At first she seemed like any normal higher-needs baby, she just liked to be held and comforted, but it turned into being overstimulate by everything and crying constantly.  In particular, the car seat made her totally inconsolable.

She had a Graco SafeSeat1 (similar to the current Graco Snugride 30 and 35, it had a 30lb, 32inch limit on it so I thought I would surely use it until she was a year old--boy was I wrong).  Even with the infant insert in it she cried constantly.

So...what we tried:

We tried with the insert, without the insert, with the strap covers, without the strap covers (nothing aftermarket allowed, only those that came with her seat at the time of purchase). It made no difference with P at all.

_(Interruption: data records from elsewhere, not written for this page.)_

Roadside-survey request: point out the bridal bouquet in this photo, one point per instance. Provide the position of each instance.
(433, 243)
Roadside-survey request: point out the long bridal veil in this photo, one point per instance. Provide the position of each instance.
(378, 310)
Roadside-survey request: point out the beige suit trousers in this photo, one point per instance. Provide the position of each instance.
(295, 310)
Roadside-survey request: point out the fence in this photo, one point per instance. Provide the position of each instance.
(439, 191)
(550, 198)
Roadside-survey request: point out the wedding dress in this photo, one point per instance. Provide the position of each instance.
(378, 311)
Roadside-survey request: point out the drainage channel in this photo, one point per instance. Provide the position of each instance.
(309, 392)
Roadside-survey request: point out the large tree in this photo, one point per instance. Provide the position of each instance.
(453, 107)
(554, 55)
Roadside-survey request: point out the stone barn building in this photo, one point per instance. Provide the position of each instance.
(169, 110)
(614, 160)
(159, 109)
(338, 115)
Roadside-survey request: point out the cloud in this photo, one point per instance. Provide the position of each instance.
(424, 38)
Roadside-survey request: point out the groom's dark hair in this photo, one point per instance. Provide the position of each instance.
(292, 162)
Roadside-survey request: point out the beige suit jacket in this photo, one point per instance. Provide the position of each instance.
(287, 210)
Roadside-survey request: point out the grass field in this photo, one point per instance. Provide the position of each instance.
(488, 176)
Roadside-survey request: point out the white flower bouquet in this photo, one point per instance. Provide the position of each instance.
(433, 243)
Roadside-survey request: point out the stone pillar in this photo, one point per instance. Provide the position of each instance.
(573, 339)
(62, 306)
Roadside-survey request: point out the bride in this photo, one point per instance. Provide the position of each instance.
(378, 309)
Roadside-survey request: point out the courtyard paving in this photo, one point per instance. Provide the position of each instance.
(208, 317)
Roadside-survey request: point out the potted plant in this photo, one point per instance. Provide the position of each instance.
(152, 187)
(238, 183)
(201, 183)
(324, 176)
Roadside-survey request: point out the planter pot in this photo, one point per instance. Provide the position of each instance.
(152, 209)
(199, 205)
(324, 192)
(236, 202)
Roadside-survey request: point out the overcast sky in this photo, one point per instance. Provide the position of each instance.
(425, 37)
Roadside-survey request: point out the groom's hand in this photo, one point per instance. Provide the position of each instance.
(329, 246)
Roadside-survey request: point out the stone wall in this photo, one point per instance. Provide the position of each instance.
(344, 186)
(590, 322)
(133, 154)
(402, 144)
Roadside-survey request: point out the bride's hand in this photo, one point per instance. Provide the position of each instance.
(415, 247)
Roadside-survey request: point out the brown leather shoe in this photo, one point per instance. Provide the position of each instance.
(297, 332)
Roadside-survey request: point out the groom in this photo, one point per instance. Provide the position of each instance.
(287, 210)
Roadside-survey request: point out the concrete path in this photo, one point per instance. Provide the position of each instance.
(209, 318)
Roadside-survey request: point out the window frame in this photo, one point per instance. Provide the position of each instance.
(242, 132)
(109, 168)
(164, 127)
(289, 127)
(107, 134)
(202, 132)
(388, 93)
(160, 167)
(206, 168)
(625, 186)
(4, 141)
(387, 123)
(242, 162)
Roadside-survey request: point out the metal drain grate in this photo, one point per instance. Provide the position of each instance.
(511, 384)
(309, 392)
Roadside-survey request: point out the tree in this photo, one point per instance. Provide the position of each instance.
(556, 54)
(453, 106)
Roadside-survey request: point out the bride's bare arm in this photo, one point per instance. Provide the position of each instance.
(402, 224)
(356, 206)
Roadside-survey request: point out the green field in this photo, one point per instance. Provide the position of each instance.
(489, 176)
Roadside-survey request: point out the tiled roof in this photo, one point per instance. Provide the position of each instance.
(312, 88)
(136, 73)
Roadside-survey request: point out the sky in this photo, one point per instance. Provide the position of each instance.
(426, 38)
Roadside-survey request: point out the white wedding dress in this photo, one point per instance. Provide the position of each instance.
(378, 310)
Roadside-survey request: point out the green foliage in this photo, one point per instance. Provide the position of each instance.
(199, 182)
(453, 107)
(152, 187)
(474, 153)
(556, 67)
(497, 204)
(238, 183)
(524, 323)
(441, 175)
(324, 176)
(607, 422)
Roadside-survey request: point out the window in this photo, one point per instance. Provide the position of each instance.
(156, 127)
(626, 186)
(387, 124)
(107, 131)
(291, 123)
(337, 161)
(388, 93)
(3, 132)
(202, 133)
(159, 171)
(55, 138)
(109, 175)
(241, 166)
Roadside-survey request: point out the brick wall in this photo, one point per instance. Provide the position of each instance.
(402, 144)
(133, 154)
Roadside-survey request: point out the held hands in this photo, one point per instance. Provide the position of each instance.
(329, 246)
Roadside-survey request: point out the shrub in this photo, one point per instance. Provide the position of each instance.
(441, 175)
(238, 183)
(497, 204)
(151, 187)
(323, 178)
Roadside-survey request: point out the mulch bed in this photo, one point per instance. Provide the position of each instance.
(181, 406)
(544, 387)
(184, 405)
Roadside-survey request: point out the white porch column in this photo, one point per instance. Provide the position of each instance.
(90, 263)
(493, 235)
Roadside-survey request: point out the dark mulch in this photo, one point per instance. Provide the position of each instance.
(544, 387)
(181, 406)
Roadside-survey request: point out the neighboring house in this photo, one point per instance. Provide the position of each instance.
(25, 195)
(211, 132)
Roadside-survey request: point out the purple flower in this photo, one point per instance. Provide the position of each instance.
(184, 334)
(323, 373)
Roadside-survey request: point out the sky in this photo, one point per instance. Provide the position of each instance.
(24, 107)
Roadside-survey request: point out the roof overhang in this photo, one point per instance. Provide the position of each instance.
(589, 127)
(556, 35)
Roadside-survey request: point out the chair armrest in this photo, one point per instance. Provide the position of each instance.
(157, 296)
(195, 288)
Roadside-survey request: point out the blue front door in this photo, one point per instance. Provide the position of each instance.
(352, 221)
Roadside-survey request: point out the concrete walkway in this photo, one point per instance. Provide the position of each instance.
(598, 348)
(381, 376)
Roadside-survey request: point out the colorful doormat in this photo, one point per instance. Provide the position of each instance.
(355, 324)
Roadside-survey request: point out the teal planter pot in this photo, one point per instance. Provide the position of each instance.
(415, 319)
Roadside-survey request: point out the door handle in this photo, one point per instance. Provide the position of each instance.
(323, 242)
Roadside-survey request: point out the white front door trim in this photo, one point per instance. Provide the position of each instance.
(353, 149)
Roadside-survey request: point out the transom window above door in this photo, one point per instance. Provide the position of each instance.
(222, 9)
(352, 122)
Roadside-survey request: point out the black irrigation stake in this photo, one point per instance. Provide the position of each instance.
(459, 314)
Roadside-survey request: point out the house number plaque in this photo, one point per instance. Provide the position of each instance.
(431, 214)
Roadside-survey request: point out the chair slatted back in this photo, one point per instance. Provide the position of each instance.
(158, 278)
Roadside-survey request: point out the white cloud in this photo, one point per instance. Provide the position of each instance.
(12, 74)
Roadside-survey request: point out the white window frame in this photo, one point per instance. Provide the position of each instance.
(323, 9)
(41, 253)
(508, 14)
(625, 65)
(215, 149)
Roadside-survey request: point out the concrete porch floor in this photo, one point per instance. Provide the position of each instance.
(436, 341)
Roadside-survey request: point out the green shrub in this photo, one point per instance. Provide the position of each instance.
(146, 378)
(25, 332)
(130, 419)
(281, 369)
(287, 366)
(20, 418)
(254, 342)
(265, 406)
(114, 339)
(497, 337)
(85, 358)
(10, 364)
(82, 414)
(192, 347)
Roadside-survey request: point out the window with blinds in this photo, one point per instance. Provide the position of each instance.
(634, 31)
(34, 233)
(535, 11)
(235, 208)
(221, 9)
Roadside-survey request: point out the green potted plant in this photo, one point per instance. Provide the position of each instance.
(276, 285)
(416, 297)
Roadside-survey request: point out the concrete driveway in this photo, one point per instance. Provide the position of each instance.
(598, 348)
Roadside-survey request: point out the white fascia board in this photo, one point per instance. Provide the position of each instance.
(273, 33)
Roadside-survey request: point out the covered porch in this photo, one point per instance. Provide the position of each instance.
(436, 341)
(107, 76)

It did however make our next child, B, much happier to be in the seat without the infant insert and strap covers (check your manual to see if any of the inserts or covers are required).

We also tried having the air cooler and warmer.  Still she cried, though not quite as hard when she was we always made sure not to overdress her and keep the car fairly cool, This held especially true for days when she was already upset as she would work up a sweat as soon as the crying and screaming fits started.

The doctor and I tried medicine for colic/gas and reflux, but they did little to help her, though it does seem to help some kids, particularly since infant seats have a sort of  "C" shape to them that makes kids with reflux more uncomfortable, a more upright and "L" shaped convertible helps them normally.

We tried music, white noise (there are phone apps for this), rolling the windows down, me singing, toys that had bells inside a stuffed animal or doll, loveys, etc., all to no avail...still she cried every time she was in the car seat, no matter how tired or close to sleep she was, how awake and happy she was, still she cried.

We tried me sitting in the 3rd row of our van when possible, she already had an 8 year old sister sitting next to her that she could see and who tried desperately to console her.

Next we went with static cling window shades to block the sun, that did help some in the spring and summer, but really, still she cried.

At almost 7 months we decided to try a convertible seat.  I don't know if it had to do with being up higher and seeing out the window more, the age, the more upright seating/"L" position or the fuzzy soft fabric, but we became a better rider at this point. Still, 70% of the time in the seat we were in hysterics...but hey, that 30% of the time reprieve from crying was very welcomed.  Somehow over the next 6 months she slowly cried less and less.

Here's the deal though...I don't think people realize that some kids, regardless of what you do, are going to cry no matter what in the car seat.  All you can do is your best: try anything and everything that's safe.

At the time we were dealing with this the Noggle (review by hadn't been released yet.  I think it could have been a very valuable tool for redirecting air around her. I know that if I didn't have a van with rear air/heat I would buy one now to help cool the back of a car or SUV during our hot and humid summers.

Try it all, white noise, music, rolling the windows down, changing the temps, using a noggle, sshshing them, sitting in the back with them, toys that make noise or light up but are still soft and safe for the car, a mirror so they can see you (as long as it's well anchored and couldn't be a hard projectile to hurt your child in an accident--if you threw it at them would it hurt them?), changing how you dress them, a different seat, installing your seat more upright if it allows, or more reclined if it's very upright already, make sure your straps aren't too tight, but are just tight enough to pass the pinch test, swaddle them in their seat, and just know you aren't alone.  Some kids will outgrow it in a few weeks, some a few months, some longer, but as long as they are strapped in correctly and you have places to go, you just plan to make more frequent stops when possible, try to get them sleepy in hopes they'll fall asleep on your journey, and make sure they aren't hungry when you start. There are some essential oils (lavender and sweet orange or roman chammomile) that might be able to help calm your child by placing a drop on a bib or using an in-car careful with essential oils though, make sure what you choose is appropriate for young children.

As for the SPD/ASD, The constant screaming for us, since most things didn't help was mostly sensory related. She didn't like the feel of certain fabrics and would cry incessantly when she wore things that weren't cotton knit.  She didn't like the feel of the motion of the car, she didn't like the snugness of the harness (still doesn't at age 5.5).  Didn't like the bright sun, road noise, or anything near her head.  She doesn't feel temperatures the same way (or pain) that normal children do.  So I think a lot of her stopping the crying was learning how to navigate her world that was so crazy overstimulating to her.